Google OAuth 2 with access control for Node Express app
Installation
This is a Node.js module available through the
npm registry. Installation is done using the
npm install command:
$ npm install --save @reaktor/express-gauthUsage
Simple Express app with access allowed only from two domains with Google auth
const express = require('express')
const session = require('express-session')
const { expressGAuth } = require('@reaktor/express-gauth')
const app = express()
const allowedLoginFromDomains = ['reaktor.fi', 'reaktor.com']
// Initialize Google auth middleware. You need your Google app id and secret.

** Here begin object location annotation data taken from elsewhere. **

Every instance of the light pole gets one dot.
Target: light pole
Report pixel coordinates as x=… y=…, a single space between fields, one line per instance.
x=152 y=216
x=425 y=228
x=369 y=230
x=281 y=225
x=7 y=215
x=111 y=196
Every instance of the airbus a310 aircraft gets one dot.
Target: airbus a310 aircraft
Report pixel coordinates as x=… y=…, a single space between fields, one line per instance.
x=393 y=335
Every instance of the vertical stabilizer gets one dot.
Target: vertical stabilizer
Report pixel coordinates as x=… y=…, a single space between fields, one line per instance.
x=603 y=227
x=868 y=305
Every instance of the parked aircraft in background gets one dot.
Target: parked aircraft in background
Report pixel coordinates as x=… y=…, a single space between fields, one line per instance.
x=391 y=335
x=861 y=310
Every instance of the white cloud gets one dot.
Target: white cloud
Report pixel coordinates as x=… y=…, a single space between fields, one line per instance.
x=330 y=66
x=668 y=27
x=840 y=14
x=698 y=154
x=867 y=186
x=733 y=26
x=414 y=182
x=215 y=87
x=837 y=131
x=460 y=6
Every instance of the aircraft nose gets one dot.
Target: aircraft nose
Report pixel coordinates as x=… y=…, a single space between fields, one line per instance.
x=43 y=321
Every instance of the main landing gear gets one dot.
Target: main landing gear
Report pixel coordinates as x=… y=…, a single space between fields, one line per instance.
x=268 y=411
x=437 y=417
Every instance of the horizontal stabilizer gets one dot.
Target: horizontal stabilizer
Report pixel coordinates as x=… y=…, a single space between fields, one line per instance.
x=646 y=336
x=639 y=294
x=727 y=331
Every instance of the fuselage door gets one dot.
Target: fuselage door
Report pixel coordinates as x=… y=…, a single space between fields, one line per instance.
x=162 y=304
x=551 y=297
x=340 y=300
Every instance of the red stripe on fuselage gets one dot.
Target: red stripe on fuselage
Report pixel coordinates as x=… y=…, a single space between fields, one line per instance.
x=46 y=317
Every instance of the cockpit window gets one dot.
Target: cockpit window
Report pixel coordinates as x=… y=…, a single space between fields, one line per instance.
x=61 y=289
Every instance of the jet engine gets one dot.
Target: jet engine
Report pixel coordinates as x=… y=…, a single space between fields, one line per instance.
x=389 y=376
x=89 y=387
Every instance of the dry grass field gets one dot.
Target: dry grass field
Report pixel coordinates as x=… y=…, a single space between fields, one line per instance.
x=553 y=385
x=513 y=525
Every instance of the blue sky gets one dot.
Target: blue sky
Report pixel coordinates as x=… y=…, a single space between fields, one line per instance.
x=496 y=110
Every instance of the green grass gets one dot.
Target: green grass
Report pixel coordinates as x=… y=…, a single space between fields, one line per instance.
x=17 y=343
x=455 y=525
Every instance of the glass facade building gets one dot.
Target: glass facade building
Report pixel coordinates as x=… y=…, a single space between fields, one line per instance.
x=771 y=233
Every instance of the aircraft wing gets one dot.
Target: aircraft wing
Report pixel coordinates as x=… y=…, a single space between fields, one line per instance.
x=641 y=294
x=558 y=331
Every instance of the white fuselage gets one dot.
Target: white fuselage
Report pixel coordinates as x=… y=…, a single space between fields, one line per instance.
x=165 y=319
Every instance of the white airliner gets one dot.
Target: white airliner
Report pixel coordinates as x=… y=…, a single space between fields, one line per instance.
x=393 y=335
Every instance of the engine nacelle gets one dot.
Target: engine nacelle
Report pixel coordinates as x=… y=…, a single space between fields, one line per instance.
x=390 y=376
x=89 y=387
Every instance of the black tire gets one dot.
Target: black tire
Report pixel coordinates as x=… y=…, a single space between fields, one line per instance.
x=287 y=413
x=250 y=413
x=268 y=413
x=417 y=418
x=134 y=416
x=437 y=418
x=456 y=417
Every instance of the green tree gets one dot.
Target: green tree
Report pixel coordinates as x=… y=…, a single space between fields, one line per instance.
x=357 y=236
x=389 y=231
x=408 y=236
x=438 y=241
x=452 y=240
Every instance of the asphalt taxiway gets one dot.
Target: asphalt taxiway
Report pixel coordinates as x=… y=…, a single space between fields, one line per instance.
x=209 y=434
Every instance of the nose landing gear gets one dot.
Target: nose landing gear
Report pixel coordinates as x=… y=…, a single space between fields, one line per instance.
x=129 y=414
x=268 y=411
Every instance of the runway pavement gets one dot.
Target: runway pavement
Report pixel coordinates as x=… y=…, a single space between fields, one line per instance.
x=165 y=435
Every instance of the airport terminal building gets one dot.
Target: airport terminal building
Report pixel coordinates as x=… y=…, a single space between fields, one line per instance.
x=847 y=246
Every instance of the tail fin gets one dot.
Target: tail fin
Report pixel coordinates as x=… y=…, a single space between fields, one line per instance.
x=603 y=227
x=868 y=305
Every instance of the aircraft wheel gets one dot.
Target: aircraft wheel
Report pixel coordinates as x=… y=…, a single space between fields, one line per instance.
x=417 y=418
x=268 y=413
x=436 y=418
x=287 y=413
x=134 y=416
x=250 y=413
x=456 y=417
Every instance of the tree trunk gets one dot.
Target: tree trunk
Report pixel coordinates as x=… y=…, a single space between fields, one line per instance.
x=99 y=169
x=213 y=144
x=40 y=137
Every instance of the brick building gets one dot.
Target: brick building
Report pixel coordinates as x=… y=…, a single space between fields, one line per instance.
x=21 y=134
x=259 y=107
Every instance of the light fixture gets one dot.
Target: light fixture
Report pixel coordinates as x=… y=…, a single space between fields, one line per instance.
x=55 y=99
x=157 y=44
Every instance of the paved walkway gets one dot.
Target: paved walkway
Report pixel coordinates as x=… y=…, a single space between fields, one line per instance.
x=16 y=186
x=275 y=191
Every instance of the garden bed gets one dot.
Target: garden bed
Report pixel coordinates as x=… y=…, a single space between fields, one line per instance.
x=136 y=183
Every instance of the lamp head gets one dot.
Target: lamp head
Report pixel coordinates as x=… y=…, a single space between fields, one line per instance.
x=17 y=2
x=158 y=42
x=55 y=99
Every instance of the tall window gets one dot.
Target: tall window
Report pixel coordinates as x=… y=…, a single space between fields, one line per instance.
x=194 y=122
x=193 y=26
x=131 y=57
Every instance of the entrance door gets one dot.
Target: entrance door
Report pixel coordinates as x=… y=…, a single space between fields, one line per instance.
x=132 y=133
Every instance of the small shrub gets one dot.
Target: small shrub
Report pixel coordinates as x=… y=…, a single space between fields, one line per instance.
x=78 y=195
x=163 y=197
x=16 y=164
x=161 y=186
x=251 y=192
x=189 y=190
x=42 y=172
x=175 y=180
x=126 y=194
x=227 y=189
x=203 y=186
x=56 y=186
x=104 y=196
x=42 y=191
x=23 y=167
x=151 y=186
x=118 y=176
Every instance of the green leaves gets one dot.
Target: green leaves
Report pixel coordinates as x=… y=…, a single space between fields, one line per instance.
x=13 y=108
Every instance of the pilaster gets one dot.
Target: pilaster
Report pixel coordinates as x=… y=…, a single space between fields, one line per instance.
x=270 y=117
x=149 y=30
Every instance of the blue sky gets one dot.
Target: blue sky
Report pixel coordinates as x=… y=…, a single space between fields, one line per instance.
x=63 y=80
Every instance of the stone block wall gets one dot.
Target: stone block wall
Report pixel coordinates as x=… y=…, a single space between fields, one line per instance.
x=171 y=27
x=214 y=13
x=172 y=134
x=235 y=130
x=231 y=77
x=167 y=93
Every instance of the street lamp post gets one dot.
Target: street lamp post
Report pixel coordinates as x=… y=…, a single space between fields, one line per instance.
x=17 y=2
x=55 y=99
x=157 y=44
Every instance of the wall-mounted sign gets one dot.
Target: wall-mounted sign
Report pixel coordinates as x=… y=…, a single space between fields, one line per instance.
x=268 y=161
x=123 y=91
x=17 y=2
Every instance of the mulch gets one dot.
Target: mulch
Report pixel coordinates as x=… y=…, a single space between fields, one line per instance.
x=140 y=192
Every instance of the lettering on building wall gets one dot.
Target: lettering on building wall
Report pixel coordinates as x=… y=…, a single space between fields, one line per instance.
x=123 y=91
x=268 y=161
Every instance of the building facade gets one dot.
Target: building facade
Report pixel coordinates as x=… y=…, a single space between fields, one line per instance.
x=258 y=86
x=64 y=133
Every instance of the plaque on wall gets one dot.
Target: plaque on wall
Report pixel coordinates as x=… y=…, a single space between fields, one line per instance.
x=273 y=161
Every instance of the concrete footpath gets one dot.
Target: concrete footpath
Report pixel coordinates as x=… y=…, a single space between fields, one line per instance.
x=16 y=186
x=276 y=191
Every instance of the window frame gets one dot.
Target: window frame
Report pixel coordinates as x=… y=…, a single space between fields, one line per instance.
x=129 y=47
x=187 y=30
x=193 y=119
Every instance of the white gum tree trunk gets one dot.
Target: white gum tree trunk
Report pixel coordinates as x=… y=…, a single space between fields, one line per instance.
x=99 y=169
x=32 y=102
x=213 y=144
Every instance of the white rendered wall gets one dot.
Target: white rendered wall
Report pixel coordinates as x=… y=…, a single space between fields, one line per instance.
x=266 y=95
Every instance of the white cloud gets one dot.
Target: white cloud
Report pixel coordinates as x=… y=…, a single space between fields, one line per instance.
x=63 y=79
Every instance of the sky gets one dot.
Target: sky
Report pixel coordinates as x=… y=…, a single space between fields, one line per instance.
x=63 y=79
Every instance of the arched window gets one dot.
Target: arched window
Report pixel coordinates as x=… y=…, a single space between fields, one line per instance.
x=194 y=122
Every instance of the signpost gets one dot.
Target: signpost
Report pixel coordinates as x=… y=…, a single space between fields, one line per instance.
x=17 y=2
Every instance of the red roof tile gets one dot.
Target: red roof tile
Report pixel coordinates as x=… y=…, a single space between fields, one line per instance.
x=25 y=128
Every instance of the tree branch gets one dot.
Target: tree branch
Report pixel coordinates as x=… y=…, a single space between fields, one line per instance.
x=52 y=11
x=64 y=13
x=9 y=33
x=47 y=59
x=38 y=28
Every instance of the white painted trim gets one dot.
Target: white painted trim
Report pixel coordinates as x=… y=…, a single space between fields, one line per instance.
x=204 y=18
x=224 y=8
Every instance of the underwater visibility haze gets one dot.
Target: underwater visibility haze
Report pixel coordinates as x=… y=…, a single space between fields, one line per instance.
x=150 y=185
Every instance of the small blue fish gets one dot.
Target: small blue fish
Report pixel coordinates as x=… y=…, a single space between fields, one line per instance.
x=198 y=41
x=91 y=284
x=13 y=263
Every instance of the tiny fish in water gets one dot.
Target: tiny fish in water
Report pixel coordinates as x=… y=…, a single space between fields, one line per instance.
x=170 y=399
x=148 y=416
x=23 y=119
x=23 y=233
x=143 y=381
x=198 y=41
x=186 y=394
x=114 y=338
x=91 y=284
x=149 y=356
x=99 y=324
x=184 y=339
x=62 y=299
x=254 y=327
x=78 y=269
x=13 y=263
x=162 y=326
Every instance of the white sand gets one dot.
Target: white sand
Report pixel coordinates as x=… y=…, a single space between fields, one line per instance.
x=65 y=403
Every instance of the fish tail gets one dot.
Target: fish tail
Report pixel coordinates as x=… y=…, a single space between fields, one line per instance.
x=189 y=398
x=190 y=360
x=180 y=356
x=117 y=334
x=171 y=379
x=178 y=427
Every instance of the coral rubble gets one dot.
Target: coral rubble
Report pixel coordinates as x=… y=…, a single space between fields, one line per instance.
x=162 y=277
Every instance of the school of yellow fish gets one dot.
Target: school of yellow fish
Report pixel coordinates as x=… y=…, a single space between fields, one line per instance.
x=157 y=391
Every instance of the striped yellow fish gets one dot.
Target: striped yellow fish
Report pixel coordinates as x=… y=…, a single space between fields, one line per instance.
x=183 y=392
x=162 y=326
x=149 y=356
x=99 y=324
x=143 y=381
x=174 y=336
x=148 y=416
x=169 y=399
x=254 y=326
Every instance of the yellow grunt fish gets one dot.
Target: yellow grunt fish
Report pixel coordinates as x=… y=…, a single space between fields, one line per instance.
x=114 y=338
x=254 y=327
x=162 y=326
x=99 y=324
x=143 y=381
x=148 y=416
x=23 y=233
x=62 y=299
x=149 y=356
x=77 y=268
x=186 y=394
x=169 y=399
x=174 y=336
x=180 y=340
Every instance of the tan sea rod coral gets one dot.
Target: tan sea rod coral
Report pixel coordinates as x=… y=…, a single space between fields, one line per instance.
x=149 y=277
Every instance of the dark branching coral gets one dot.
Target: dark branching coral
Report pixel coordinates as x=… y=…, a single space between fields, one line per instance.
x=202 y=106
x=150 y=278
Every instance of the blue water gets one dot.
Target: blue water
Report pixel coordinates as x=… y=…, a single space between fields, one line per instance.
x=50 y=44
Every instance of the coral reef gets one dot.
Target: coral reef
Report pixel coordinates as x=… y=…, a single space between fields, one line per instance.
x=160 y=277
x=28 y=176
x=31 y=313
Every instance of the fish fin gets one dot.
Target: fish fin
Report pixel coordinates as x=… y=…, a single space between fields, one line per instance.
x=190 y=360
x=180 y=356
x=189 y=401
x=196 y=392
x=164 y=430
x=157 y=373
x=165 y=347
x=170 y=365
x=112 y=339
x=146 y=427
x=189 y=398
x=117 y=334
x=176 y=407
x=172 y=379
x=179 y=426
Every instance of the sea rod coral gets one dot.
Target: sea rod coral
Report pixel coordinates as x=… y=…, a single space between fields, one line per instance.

const myGauth = expressGAuth({
clientID: process.env.GOOGLE_CLIENT_ID,
clientSecret: process.env.GOOGLE_CLIENT_SECRET,
clientDomain: 'http://localhost:5555',
allowedDomains: allowedLoginFromDomains
})
// Session must be initialized first
app.use(session({
secret: 'lol',
resave: false,
saveUninitialized: true
}))
// Use your configured gauth middleware
app.use(myGauth)
app.get('/', function(req, res) {
res.send(`
<!DOCTYPE html>
<html lang="en">
<head>
<meta charset="UTF-8">
<title>Simple Express GAuth</title>
</head>
<body>
<h1>Hello Reaktorian ${req.user.displayName}!</h1>
</body>
</html>`)
})
app.listen(5555, function() {
console.log('Waiting for Reaktorian Google login at http://localhost:5555')
})Using Access token
const app = express()
app.use(session(/* options */))
const myGauth = expressGAuth({
googleAuthorizationParams: {
scope: ['profile', 'email']
},
// Other gauth options
})
app.use(myGauth)
app.get('/', function(req, res) {
const accessToken = req.session.passport.user.credentials.access_token
// Access private files with Google API using the access token
})All config options
expressGAuth({
clientID: process.env.GOOGLE_CLIENT_ID,
clientSecret: process.env.GOOGLE_CLIENT_SECRET,
clientDomain: 'http://localhost:5555',
allowedDomains: ['reaktor.fi', 'reaktor.com'], // User needs to login with Google and email with these domains.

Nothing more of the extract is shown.